脚色 小山一夫 (コヤマカズオ)   村山俊郎 (ムラヤマトシオ)  

企画 岡本良介 (オカモトリョウスケ)  

撮影 岡戸嘉外 (オカド)  

音楽 古賀政男 (コガマサオ)  

美術 鳥居塚誠一 (トリイヅカセイイチ)  

録音 河田一郎 (カワダイチロウ)  

照明 石森浩 (イシモリヒロシ)  

◇キャスト

俳優名役名

小畑絹子 (オバタキヌコ小畠絹子)田口ふみ子

細川俊夫 (ホソカワトシオ)

鮎川浩 (アユカワヒロシ)杉田

三村俊夫 (ミムラトシオ)坂田

長田健二 (ナガタケンジ)深井

ジェームス ブラウン少尉

荒川さつき (アラカワサツキ)藤井由子

筑紫あけみ (ツクシアケミ)島田清子

万里昌代 (バンリマサヨ)朱実

三原葉子 (ミハラヨウコ)ユリ

城実穂 春江

三田泰子 (ミタヤスコ)山田里子

ミシェル・ジョンソン メリー

瀬戸麗子 (セトレイコ)サンダー・ホームの事務員

鈴木信二 (スズキシンジ)井口良造

宮田文子 (ミヤタフミコ)井口の女房

広瀬康治 (ヒロセコウジ)由子の叔父

久保春二 (クボシュンジ)理事長

大江満彦 (オオエミツヒコ)二世の将校

春日芳子 (カスガヨシコ)吉川女史

西朱実 (ニシアケミ)サリー

姿まゆみ (スガタマユミ)マリー

◇解説

終戦直後、連合軍の進駐に際し日本婦女子の貞操を守るために作られたという進駐軍相手の売春会社に応募した女たちの姿を描いた田中貴美子の原作(第二書房版)の映画化。小山一夫と「続・君ひとすじに」の共同脚色者の一人、村山俊郎とが脚色を担当、「暁の非常線」のコンビ、小森白が監督、岡戸嘉外が撮影した。主演は新人の小畑絹子、「肉体女優殺し 五人の犯罪者」の三原葉子、城実穂、「新妻の実力行使」の万里昌代、それに荒川さつき、細川俊夫、鮎川浩。

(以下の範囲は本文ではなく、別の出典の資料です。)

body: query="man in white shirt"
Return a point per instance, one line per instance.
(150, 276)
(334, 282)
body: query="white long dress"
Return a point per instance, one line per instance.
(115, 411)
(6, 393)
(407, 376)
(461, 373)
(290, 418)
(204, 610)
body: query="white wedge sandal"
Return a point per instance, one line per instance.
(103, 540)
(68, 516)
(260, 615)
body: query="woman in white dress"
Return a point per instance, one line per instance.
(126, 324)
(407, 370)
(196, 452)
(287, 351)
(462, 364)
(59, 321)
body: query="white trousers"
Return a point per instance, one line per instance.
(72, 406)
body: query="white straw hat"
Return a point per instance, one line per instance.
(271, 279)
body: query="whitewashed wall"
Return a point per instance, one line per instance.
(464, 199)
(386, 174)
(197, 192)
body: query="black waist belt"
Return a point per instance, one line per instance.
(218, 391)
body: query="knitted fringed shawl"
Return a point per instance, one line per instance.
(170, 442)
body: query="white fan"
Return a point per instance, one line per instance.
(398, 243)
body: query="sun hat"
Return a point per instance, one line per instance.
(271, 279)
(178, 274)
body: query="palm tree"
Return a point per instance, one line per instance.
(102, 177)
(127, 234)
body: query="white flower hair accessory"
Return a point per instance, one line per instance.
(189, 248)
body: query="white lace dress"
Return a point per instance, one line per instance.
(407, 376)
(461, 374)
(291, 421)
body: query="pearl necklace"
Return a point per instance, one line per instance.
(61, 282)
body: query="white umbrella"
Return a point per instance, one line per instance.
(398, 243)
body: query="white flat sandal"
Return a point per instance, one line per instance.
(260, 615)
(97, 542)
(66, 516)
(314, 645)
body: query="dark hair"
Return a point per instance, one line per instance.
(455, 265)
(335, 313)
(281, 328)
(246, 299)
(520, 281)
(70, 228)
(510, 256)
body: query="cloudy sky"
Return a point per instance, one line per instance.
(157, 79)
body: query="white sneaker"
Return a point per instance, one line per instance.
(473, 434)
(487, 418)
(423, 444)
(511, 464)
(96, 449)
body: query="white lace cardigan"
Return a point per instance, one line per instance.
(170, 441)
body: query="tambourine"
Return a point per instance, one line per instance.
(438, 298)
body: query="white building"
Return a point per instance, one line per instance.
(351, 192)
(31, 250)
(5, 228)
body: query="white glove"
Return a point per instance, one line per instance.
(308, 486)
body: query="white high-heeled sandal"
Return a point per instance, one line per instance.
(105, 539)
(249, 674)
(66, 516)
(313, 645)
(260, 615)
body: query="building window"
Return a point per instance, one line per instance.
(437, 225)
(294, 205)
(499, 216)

◇ストーリー※ストーリーには結末の記載を含むものもありますのでご注意ください。

昭和二十年八月三十日マックァーサー麾下の連合軍は続々と厚木に進駐して来た。この日から、相ついで占領軍の暴行事件に人々は戦々兢々としていた。折も折、“日本女性の防波堤たれ!”という名のもとに“特殊慰安施設協会”(RAA)の手で“昭和の唐人お吉”集めが行われていた。この中には戦火に家を焼かれ親を失った田口ふみ子、友人の藤井由子の姿もあった。大森海岸小園に送られたふみ子と由子は、冷たい日本人の目に慄然とした。特攻隊で夫を失った島田清子は二人の子供のためやって来たが、その晩自殺した。RAAの庶務課長林の世話で銀座のクラブに移り、クラブの女王となったふみ子は、林の女、同じクラブの朱実と大喧嘩のはて、福生の安酒場へ流れていった。ここでも酒と男と喧嘩の毎日--みんなすさんだ生活のなせるわざだった。そんなある日、ふみ子はブラウン少尉に会った。倫落のはてにたどりついた愛、ところが彼女のささやかな幸福もふたたび朝鮮に起った戦火の前にはもろくも崩れ去った。ブラウンの子供を生むため入った産院から、更び夜のちまたに迷い出て行った。--麻薬密売人の情婦に、そして求められて医師の妻に、しかし肉体に刻まれた烙印ゆえにつぎつぎと裏切られていった。いつしか有楽町のガード下に立っていたふみ子は梅毒におかされ狂う由子を見て、「戦争さえなかったら!」と叫ぶのだった。しかし、ブラウンとの子に会いにサンダース・ホームに行ったふみ子は林と会った。お互にきずついた身体をいたわり合って、生きようとはげます二人のひとみにはかすかながら、希望のひかりが見られた。